A research paper in Estuaries and Coasts provides the first step in improving coastal flood risk by analysing in detail, how long different UK rivers take to discharge to the coast following heavy storm rainfall. This is combined with an analysis of differing estuary types, to see which estuaries are most likely to impede the floodwaters from entering the sea, due to their shape and size. Finally, the paper considers the likelihood of the river flood-waters coinciding with a storm surge (a storm often produces both heavy rain and strong winds that drive the surge) or high tide at the coast.
Matching flood flow speeds and timings in different rivers with an understanding of which estuaries are most likely to experience storm surges, or when they might coincide with spring tides, could inform future flood protection measures.
Such analysis could be valuable as the UK anticipates future extreme rainfall to intensify in the coming decades.
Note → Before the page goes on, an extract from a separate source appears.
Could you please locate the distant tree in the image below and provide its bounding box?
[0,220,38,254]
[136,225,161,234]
Previously, flooding has been investigated using daily-mean river flows, but this new work has shown that the many short and steep river catchments on Britain’s west coast drain rapidly, within a matter of hours, meaning that the daily-means mask out the extreme river behaviour that drives the flooding. This information will help climate modellers to produce future river flow projections at the appropriate temporal scales to predict changes in flood risk.
Conwy valley flooding
Peter Robins, Senior Lecturer in physical oceanography at Bangor University explains,
“Most heavy storms and winds track-in from the Atlantic and hit the west and northwest coasts of Britain. In addition, the west coast catchments are mostly small and mountainous. This means that they fill up and drain out to the sea remarkably quickly, perhaps within a few hours. These catchments therefore tend to experience several potential ‘compound flooding’ events each year, with the chance of flooding actually happening being sensitive to the subtle timings of the combined river and sea level behaviour.
Over in the east, the catchments are often large and flat and take several days to drain. Here, flooding tends to be driven by either prolonged periods of heavy rain, or from easterly storm surges, but rarely both combined. These extreme events are less common and more predictable than in the west.”
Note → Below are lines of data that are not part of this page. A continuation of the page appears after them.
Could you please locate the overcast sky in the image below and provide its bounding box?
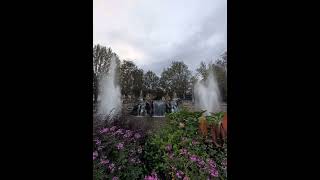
[93,0,227,75]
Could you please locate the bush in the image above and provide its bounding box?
[144,110,227,179]
[93,126,146,180]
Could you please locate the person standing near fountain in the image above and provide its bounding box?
[146,101,150,114]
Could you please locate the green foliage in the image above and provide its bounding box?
[93,127,146,180]
[144,110,227,179]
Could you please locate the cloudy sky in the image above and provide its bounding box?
[93,0,227,75]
The ten rivers identified as the most susceptible to these compound events are the Lune, Orchy, Stinchar, Nith, Lochy, Nevis, Duddon, Kent, Conwy and Cree.
With the exception of Tweed, which appears lower down the table, most are located on the west and north west coasts.
“We perceived a gap in the river-discharge data which was being collected, but not analysed,” explained Charlotte Lyddon, formerly of Bangor University and now at the University of Liverpool.
“Using pre-existing data sets for 126 estuaries across the UK, showing river flow every 15 minutes, and covering several decades, we looked at the time it took for heavy rain to flow down river and the time it takes for storm surges to reach the coast, to see how likely it was that these two factors would occur together in these very extreme ways.
While there may be no surprises here as to which areas flood, we found that there was no historical analysis as to why floods took place. Identifying these compound events will help in the development of models which will be able to forecast such events in the future.”
The research was funded by the National Environment Research Council and the Met Office, and conducted in partnership with the Environment Agency, Scottish Environmental Protection Agency and Natural Resources Wales.
Historic Spatial Patterns of Storm Driven Compound Events in UK Estuaries is published in Estuaries and Coasts and co-authored by Bangor, Liverpool and Hull universities and the British Geological Survey.